Educational Objective
To understand the relationship of dietary cholesterol and egg consumption to the risk of developing cardiovascular disease.
1 Credit CME
Key Points

Question  Is consuming dietary cholesterol or eggs associated with incident cardiovascular disease (CVD) and all-cause mortality?

Findings  Among 29 615 adults pooled from 6 prospective cohort studies in the United States with a median follow-up of 17.5 years, each additional 300 mg of dietary cholesterol consumed per day was significantly associated with higher risk of incident CVD (adjusted hazard ratio [HR], 1.17; adjusted absolute risk difference [ARD], 3.24%) and all-cause mortality (adjusted HR, 1.18; adjusted ARD, 4.43%), and each additional half an egg consumed per day was significantly associated with higher risk of incident CVD (adjusted HR, 1.06; adjusted ARD, 1.11%) and all-cause mortality (adjusted HR, 1.08; adjusted ARD, 1.93%).

Meaning  Among US adults, higher consumption of dietary cholesterol or eggs was significantly associated with higher risk of incident CVD and all-cause mortality in a dose-response manner.

Abstract

Importance  Cholesterol is a common nutrient in the human diet and eggs are a major source of dietary cholesterol. Whether dietary cholesterol or egg consumption is associated with cardiovascular disease (CVD) and mortality remains controversial.

Objective  To determine the associations of dietary cholesterol or egg consumption with incident CVD and all-cause mortality.

Design, Setting, and Participants  Individual participant data were pooled from 6 prospective US cohorts using data collected between March 25, 1985, and August 31, 2016. Self-reported diet data were harmonized using a standardized protocol.

Exposures  Dietary cholesterol (mg/day) or egg consumption (number/day).

Main Outcomes and Measures  Hazard ratio (HR) and absolute risk difference (ARD) over the entire follow-up for incident CVD (composite of fatal and nonfatal coronary heart disease, stroke, heart failure, and other CVD deaths) and all-cause mortality, adjusting for demographic, socioeconomic, and behavioral factors.

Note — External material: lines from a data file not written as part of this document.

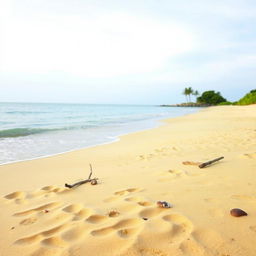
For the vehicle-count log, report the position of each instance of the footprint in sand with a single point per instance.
(139, 200)
(39, 236)
(119, 194)
(151, 212)
(95, 219)
(243, 197)
(28, 221)
(124, 228)
(181, 227)
(45, 207)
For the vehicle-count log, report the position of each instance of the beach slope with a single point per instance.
(119, 216)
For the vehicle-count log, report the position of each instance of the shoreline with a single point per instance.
(158, 123)
(119, 216)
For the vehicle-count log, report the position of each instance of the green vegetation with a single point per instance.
(187, 92)
(215, 98)
(249, 98)
(211, 98)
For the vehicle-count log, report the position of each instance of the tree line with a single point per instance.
(215, 98)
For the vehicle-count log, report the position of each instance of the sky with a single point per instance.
(130, 52)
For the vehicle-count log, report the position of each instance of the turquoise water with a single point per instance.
(31, 130)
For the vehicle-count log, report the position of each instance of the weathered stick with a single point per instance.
(210, 162)
(93, 181)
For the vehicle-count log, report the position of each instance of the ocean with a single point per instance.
(32, 130)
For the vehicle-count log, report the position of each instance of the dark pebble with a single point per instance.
(236, 212)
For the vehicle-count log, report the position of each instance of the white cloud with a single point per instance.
(99, 46)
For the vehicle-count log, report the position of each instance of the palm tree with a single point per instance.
(195, 93)
(189, 91)
(185, 92)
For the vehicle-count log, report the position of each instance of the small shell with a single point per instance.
(163, 204)
(236, 212)
(94, 182)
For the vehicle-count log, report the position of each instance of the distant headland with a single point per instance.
(211, 98)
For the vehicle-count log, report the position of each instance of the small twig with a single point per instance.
(210, 162)
(93, 181)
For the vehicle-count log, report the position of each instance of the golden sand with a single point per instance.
(119, 216)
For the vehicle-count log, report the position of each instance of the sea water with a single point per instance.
(32, 130)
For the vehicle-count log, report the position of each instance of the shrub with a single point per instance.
(211, 97)
(225, 103)
(249, 98)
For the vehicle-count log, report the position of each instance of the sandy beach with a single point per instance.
(119, 216)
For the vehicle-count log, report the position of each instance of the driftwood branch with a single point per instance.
(93, 181)
(210, 162)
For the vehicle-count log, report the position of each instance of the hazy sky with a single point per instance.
(137, 52)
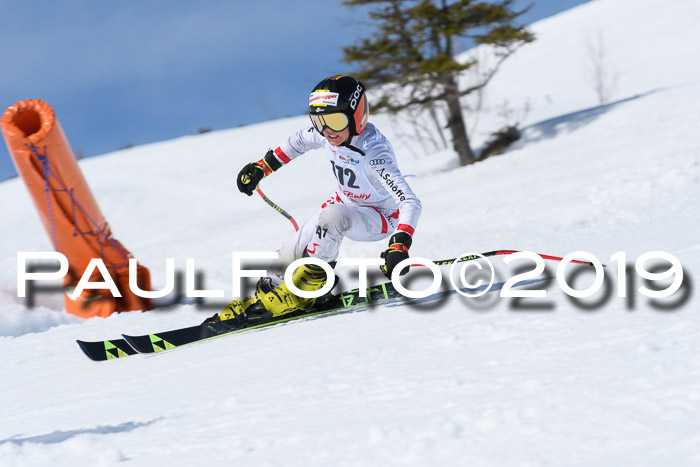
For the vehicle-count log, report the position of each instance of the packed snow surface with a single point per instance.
(540, 381)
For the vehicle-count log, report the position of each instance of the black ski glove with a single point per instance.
(399, 244)
(249, 178)
(251, 175)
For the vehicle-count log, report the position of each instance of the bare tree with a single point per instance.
(600, 72)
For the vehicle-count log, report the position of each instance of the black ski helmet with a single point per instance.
(340, 94)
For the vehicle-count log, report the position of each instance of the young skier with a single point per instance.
(373, 200)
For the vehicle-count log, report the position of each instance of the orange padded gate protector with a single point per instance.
(69, 212)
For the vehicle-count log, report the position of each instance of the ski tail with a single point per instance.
(100, 351)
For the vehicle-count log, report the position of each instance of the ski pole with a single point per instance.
(278, 209)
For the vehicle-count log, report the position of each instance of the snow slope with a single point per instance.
(458, 384)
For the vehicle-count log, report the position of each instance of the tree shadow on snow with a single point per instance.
(61, 436)
(567, 123)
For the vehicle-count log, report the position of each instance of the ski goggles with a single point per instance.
(336, 121)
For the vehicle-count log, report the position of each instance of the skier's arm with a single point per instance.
(297, 144)
(383, 170)
(385, 173)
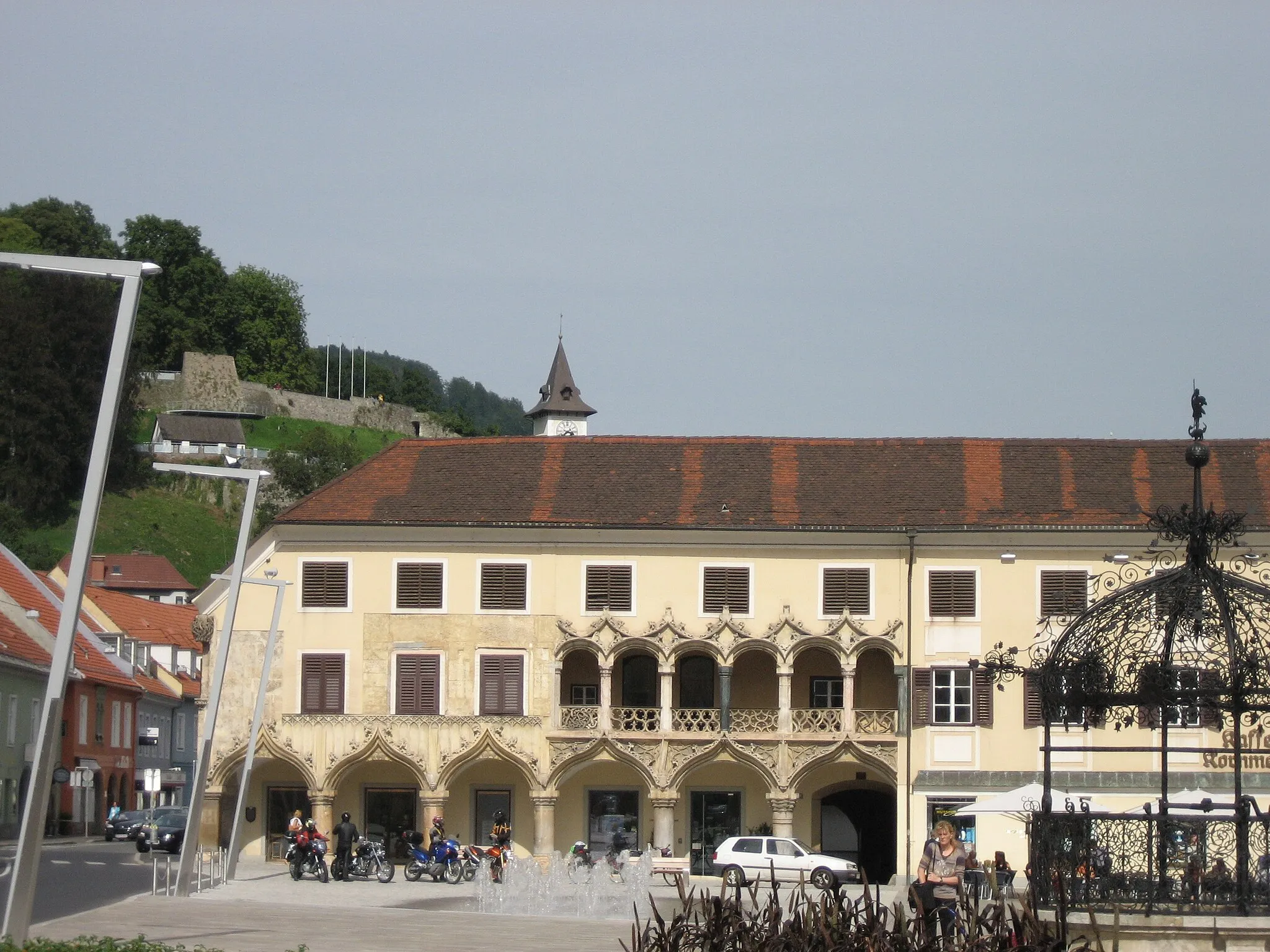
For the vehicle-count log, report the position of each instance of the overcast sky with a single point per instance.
(793, 219)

Results  This analysis included 29 615 participants (mean [SD] age, 51.6 [13.5] years at baseline) of whom 13 299 (44.9%) were men and 9204 (31.1%) were black. During a median follow-up of 17.5 years (interquartile range, 13.0-21.7; maximum, 31.3), there were 5400 incident CVD events and 6132 all-cause deaths. The associations of dietary cholesterol or egg consumption with incident CVD and all-cause mortality were monotonic (all P values for nonlinear terms, .19-.83). Each additional 300 mg of dietary cholesterol consumed per day was significantly associated with higher risk of incident CVD (adjusted HR, 1.17 [95% CI, 1.09-1.26]; adjusted ARD, 3.24% [95% CI, 1.39%-5.08%]) and all-cause mortality (adjusted HR, 1.18 [95% CI, 1.10-1.26]; adjusted ARD, 4.43% [95% CI, 2.51%-6.36%]). Each additional half an egg consumed per day was significantly associated with higher risk of incident CVD (adjusted HR, 1.06 [95% CI, 1.03-1.10]; adjusted ARD, 1.11% [95% CI, 0.32%-1.89%]) and all-cause mortality (adjusted HR, 1.08 [95% CI, 1.04-1.11]; adjusted ARD, 1.93% [95% CI, 1.10%-2.76%]). The associations between egg consumption and incident CVD (adjusted HR, 0.99 [95% CI, 0.93-1.05]; adjusted ARD, −0.47% [95% CI, −1.83% to 0.88%]) and all-cause mortality (adjusted HR, 1.03 [95% CI, 0.97-1.09]; adjusted ARD, 0.71% [95% CI, −0.85% to 2.28%]) were no longer significant after adjusting for dietary cholesterol consumption.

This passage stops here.